NUMERICAL SIMULATION OF LASER BOMBARDMENT ON METAL SURFACE SPLASHING PROCESS
Abstract
Currently, extreme ultraviolet light (EUV) is regarded as an indispensable light source for fabricating chips with feature sizes smaller than 7 nm, which results from liquid metal tin subjected to laser bombardment. In this paper, the method of volume of fluid (VOF) was used to establish a model on fluid sputtering resulting from laser irradiation a liquid metal surface, and to simulate the evolutionary process of splashing and atomization. The formation mechanism of coronal spray and changes in the flow field during atomization were studied further. Moreover, it was also investigated that the evolution of crown width and height produced by splashing liquid tin was subjected to laser with various energy, spot diameters, and pulse widths. The results reveal that the liquid film undergoes three distinct stages, namely rapid motion, coronal jet formation and atomization, when it was subjected to the high-speed impact of high-pressure plasma generated by laser irradiation. In this process, inertial force is identified as the primary factor for contributing to the expansion of the liquid film.
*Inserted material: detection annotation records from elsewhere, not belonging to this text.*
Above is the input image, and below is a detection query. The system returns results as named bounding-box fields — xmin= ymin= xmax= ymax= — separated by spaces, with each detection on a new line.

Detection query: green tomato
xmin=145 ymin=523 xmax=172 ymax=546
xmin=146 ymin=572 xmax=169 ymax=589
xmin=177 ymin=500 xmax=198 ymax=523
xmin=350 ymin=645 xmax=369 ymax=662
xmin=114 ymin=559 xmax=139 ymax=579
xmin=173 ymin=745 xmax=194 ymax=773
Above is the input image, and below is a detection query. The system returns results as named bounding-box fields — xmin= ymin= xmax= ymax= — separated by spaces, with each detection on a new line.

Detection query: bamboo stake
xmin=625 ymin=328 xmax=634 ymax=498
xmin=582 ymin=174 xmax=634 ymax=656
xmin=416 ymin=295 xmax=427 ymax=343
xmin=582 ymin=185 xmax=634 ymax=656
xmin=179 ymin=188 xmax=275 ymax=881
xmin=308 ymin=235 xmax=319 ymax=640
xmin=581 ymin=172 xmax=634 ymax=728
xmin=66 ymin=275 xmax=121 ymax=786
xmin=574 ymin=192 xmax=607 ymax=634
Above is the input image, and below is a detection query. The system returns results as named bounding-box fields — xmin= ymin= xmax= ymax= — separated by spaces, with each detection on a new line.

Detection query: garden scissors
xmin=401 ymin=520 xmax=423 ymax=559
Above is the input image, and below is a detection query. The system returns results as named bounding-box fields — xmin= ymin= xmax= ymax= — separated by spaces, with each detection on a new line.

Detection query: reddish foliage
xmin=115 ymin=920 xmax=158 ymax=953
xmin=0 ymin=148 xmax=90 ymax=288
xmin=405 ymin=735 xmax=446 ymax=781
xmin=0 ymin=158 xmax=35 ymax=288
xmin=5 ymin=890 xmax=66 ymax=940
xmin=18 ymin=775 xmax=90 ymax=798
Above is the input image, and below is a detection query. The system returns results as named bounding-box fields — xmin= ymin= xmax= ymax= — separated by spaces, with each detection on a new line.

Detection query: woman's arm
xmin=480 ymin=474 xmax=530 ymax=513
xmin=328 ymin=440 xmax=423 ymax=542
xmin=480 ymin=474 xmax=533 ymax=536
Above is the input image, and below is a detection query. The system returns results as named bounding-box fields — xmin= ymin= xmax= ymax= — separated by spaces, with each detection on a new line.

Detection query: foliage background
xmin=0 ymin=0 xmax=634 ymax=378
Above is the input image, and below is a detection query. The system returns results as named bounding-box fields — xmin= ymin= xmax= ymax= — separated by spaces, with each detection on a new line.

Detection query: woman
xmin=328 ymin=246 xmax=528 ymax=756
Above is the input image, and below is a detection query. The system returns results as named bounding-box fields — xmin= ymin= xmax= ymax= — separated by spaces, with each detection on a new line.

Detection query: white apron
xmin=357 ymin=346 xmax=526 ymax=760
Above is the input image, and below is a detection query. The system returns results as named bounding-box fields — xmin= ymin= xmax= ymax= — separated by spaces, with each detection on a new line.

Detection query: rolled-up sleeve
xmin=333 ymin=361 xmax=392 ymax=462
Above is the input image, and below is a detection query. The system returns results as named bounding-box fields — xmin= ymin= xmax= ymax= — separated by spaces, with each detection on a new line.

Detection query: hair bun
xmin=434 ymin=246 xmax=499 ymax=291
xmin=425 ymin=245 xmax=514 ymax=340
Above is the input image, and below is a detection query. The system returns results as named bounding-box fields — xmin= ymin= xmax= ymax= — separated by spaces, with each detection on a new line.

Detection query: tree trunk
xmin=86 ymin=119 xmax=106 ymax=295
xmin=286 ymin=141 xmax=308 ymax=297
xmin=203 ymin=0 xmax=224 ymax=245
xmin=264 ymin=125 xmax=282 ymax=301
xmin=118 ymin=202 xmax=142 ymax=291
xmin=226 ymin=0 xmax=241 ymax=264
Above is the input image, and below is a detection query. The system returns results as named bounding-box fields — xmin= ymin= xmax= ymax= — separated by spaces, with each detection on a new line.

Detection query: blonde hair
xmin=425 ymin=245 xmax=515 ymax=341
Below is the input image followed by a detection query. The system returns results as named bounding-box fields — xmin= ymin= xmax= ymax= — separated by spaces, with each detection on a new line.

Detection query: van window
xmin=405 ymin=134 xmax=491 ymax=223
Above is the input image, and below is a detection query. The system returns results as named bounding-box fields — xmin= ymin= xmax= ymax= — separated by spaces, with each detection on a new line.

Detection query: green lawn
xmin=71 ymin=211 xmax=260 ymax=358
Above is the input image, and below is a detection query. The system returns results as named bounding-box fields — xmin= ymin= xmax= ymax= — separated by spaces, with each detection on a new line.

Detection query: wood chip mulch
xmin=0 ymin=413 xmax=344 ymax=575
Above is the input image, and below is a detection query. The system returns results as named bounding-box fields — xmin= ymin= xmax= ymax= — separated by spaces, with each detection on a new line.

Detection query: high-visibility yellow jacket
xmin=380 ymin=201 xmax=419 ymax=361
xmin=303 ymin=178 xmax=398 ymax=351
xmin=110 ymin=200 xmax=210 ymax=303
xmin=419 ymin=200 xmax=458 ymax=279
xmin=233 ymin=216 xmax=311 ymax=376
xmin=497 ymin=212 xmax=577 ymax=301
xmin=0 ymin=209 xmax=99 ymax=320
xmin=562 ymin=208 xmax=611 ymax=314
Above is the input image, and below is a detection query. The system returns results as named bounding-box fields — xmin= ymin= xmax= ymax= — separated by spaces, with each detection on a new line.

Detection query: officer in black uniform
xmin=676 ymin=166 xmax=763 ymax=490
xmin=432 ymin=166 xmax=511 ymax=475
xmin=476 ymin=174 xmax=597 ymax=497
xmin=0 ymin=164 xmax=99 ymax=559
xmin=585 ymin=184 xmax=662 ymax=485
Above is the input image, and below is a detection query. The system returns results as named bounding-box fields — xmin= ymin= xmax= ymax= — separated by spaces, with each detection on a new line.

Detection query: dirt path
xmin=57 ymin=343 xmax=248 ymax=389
The significant velocity gradients between the upper end and lower one of the liquid film lead to the shape variation of the jetting fluid. Furthermore, the atomization phenomenon at the crown edge is the outcome of a instabilities from Rayleigh-Taylor and Plateau-Rayleigh. When the liquid film is exposed to laser bombardment, the height and width of the crown increase with the increase of laser energy. However, the rate of growth for crown width and height gradually diminishes with time going on. The influence of the applied laser spot size and pulse width on crown dimensions is not obvious at the initial stage when the applied values enhance, while the crown width and height decrease during the later stage.